Recent developments in AI leave users vulnerable to algorithmic nudging, where AI collects data such as preferences, activity, and user behaviour to deploy personalised systems ranging from social media recommendations to behavioural targeting. In practice, Facebook's algorithm has similarly been shown to prioritise content that elicits strong emotional reactions. However, these harmful recommendations and feedback can reinforce negative beliefs, including anxiety, depression, or low self-esteem, consequently rapidly worsening individuals' mental states. By prioritising engagement over users’ emotional safety, it creates a toxic environment that induces fear or anxiety in users, with internal documents revealing staff within Facebook acknowledging the potential for increased spam, abuse, and clickbait (Deck, n.d.).

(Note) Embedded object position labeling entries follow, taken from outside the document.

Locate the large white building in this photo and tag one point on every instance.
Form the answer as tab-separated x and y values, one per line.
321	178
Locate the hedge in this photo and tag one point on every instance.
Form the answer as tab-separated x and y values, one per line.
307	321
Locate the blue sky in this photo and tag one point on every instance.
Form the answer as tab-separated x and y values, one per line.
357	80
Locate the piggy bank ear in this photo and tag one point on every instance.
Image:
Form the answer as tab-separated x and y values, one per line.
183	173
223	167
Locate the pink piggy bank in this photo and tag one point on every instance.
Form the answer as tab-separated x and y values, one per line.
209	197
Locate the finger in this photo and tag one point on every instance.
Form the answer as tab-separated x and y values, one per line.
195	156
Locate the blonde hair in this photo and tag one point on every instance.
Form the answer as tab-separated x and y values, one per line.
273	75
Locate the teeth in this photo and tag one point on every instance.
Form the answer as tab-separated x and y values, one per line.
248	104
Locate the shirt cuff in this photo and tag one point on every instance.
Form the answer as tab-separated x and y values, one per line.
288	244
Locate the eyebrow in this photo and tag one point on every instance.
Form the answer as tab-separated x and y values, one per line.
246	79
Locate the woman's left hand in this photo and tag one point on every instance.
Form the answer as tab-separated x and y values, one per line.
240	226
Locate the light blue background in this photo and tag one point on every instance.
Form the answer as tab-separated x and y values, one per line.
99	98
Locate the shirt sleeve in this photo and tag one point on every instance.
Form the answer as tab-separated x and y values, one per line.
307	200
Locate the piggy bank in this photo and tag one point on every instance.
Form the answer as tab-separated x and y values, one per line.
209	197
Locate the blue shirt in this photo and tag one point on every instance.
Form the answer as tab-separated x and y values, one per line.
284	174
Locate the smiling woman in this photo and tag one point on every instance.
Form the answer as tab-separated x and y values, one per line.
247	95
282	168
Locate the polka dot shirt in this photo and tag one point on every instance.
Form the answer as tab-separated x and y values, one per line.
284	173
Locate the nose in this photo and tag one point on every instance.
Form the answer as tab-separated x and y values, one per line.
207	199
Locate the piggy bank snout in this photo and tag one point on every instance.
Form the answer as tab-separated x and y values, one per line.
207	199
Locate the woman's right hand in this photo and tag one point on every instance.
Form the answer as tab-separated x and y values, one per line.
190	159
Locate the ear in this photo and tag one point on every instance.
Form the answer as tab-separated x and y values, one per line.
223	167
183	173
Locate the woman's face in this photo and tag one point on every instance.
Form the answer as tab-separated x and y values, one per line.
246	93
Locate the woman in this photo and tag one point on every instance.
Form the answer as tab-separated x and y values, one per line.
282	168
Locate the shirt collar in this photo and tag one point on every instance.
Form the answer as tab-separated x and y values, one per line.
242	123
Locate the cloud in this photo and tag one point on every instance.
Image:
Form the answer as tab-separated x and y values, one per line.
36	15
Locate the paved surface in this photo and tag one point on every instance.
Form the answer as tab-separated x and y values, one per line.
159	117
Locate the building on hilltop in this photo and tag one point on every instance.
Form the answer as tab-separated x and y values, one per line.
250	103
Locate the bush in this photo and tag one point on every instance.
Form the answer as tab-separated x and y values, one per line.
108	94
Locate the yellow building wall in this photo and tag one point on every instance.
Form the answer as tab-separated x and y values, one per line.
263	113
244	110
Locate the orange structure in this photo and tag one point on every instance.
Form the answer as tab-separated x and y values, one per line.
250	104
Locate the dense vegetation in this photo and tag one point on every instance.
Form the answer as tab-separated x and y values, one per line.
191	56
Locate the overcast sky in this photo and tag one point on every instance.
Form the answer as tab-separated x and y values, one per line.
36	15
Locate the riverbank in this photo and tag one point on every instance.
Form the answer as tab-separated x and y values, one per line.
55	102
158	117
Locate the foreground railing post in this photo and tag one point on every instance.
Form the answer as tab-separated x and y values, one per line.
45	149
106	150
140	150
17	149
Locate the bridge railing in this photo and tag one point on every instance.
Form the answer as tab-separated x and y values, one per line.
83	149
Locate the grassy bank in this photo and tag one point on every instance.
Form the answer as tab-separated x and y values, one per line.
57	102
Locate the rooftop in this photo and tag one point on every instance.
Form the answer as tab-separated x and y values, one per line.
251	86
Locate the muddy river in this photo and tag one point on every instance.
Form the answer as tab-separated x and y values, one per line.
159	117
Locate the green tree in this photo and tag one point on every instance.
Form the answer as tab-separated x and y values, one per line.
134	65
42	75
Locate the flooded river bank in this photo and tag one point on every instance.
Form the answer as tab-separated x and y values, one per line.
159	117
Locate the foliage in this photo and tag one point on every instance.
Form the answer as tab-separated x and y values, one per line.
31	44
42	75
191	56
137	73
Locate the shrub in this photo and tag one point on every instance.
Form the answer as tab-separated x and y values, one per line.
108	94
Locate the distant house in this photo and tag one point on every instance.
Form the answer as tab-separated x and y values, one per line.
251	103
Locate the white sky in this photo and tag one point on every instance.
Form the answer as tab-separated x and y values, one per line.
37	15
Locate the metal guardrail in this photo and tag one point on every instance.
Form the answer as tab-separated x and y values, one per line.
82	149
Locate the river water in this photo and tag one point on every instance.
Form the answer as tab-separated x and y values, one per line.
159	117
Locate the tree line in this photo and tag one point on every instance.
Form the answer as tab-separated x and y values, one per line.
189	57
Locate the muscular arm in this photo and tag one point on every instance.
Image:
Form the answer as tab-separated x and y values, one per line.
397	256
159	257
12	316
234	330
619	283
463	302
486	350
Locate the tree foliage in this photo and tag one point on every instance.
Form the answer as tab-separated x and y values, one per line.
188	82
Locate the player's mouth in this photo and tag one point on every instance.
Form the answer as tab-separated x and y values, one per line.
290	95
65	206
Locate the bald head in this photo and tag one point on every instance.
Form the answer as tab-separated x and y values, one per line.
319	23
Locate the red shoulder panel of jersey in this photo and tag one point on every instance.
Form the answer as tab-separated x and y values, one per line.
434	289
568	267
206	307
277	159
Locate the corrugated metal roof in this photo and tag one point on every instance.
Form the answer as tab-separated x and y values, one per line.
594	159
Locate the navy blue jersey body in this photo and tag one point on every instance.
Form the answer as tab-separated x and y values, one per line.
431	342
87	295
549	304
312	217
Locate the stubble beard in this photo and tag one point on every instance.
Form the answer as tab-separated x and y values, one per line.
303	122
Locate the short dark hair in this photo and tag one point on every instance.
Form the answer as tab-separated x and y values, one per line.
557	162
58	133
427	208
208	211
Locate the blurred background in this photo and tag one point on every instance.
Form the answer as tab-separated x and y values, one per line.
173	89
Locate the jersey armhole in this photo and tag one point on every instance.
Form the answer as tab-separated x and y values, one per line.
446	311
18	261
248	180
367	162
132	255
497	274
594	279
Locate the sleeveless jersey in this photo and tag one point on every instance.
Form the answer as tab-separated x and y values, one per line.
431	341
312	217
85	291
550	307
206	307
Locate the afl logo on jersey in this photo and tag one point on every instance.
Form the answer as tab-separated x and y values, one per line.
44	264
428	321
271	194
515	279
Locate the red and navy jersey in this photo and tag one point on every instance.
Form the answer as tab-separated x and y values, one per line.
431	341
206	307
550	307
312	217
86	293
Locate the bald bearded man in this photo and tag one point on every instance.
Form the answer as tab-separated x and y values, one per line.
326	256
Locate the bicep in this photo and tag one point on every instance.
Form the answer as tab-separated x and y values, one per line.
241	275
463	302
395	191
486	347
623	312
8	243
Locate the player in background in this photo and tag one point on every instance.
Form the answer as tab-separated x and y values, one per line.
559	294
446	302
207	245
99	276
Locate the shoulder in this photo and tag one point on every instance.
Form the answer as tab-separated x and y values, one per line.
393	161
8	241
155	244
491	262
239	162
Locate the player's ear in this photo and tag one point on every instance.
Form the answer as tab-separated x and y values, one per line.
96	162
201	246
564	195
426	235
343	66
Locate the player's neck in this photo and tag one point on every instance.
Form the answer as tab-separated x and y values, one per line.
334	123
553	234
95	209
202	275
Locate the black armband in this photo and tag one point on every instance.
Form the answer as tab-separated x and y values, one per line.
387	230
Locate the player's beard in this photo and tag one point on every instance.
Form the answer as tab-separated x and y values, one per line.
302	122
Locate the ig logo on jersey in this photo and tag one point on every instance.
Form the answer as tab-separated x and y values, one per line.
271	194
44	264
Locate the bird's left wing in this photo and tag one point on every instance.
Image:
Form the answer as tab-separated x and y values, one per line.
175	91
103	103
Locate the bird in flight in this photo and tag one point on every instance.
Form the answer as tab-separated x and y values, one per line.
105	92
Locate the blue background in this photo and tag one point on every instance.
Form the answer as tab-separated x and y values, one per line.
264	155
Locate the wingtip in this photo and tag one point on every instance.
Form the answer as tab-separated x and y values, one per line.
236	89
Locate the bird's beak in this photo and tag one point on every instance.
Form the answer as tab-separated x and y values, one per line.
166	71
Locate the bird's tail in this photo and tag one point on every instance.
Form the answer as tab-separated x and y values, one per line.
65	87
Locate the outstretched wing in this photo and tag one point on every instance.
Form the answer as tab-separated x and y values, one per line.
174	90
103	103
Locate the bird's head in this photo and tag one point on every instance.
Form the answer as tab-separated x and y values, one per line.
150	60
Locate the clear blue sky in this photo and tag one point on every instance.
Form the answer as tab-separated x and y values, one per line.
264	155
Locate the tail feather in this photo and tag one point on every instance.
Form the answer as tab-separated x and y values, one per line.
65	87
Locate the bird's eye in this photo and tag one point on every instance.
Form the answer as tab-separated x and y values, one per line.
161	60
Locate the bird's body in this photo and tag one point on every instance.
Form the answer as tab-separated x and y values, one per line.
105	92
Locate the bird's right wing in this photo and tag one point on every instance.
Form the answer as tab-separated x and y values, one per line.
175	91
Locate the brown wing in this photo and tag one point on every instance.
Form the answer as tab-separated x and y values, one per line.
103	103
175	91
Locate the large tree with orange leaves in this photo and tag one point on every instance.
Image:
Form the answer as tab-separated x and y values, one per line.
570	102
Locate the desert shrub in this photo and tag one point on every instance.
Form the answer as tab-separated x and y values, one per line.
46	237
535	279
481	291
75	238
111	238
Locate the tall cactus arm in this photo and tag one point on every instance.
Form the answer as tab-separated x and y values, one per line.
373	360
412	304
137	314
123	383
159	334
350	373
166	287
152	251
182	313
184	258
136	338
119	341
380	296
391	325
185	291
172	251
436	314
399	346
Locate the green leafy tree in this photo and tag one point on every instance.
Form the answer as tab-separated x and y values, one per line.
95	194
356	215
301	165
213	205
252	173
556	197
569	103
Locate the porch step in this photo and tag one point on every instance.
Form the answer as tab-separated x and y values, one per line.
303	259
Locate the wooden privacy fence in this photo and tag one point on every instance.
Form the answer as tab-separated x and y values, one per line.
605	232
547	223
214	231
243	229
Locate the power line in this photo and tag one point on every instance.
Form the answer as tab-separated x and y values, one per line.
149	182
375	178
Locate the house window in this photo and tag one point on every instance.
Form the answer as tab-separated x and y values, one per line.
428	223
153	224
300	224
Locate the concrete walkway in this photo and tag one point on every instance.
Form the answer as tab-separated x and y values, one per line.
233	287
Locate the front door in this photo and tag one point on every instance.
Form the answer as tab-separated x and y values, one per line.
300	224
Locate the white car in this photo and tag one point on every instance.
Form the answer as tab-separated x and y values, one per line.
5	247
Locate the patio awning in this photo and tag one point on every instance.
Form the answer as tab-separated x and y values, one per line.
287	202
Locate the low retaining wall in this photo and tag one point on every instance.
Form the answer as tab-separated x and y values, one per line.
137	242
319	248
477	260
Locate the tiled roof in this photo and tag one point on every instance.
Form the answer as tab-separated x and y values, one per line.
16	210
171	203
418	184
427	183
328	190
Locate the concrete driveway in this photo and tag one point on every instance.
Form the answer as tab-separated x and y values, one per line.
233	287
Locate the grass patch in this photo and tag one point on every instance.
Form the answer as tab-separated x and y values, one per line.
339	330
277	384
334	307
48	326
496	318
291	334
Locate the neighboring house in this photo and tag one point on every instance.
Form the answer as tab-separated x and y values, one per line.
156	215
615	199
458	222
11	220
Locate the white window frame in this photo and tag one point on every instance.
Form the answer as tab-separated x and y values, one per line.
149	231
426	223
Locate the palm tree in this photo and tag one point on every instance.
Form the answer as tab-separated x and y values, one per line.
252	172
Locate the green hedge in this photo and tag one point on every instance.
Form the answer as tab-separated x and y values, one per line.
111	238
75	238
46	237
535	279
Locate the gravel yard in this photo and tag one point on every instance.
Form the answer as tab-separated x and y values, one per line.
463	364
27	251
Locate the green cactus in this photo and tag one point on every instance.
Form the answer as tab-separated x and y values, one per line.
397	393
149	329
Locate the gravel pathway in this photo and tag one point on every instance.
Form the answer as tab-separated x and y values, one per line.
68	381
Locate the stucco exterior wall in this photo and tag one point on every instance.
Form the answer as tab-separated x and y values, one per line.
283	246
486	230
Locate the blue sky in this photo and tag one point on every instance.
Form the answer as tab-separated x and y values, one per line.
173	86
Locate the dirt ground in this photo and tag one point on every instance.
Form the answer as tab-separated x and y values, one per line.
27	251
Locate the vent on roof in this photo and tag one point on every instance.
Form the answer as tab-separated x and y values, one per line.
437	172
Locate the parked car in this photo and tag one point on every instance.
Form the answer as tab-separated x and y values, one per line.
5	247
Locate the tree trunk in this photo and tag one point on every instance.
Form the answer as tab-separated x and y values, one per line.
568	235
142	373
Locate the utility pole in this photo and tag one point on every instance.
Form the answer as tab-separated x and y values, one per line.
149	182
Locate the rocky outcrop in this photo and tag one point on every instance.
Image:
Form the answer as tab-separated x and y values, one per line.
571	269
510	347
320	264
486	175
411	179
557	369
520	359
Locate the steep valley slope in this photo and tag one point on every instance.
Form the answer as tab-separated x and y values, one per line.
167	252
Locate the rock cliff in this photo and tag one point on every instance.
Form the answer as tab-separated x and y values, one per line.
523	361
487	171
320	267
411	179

These personalised recommendations, or nudges, are designed to subtly manipulate preferences and influence choices while inadvertently exploiting cognitive illusions. This notion refers to systematic errors that alter our judgement, perspectives, and behaviours in ways that feel rational, ultimately distorting the way we act and think. The human brain relies heavily on the information it receives, filtering and rearranging it to establish a formulated outlook on reality (Fitzpatrick, 2024). Prolonged exposure to systematic biases begins to stray our thoughts from the normative principles of logic into a false perception of reality under the pretence that interactions are personal and therefore must be definitively correct; also known as the illusion of objectivity. A common misbelief is that AI systems are unbiased and accurate, as they are trained using fair data and algorithms. In reality, AI adapts its behaviour based on user interaction. These systems identify which content users engage with negatively or positively and continue to endorse the content that appears most favourable. This essentially creates a feedback loop, allowing systems to become more personalised and helpful, which in turn further strengthens users’ trust in the data provided. Nevertheless, AI systems can be trained on biased data, subsequently establishing and reinforcing biases in human thinking that are both arduous to identify and unlearn (Bias in AI, n.d.).
For instance, recommendation algorithms on social media may continue to perpetuate extreme or harmful content that appears neutral. A 2021 investigation by the Wall Street Journal on TikTok algorithms serves as a prime example. It conceded that once a user interacts with videos on particular subjects, the algorithm begins to recommend content related to those same areas (WSJ Staff, 2021). Although it creates a more enjoyable experience for users when engaging with content, including conspiracy theories, mental health, or specific political topics tailored to their preferences, the underlying issue remains that algorithms are falsely presented as merely objective and can narrow individual perspectives or establish negative behavioural patterns. This issue is made exceptionally worse for unsupervised children and adolescents whose neurological development and behavioural patterns are still being established, leaving them at a significant risk of the psychological effects of AI on human agency.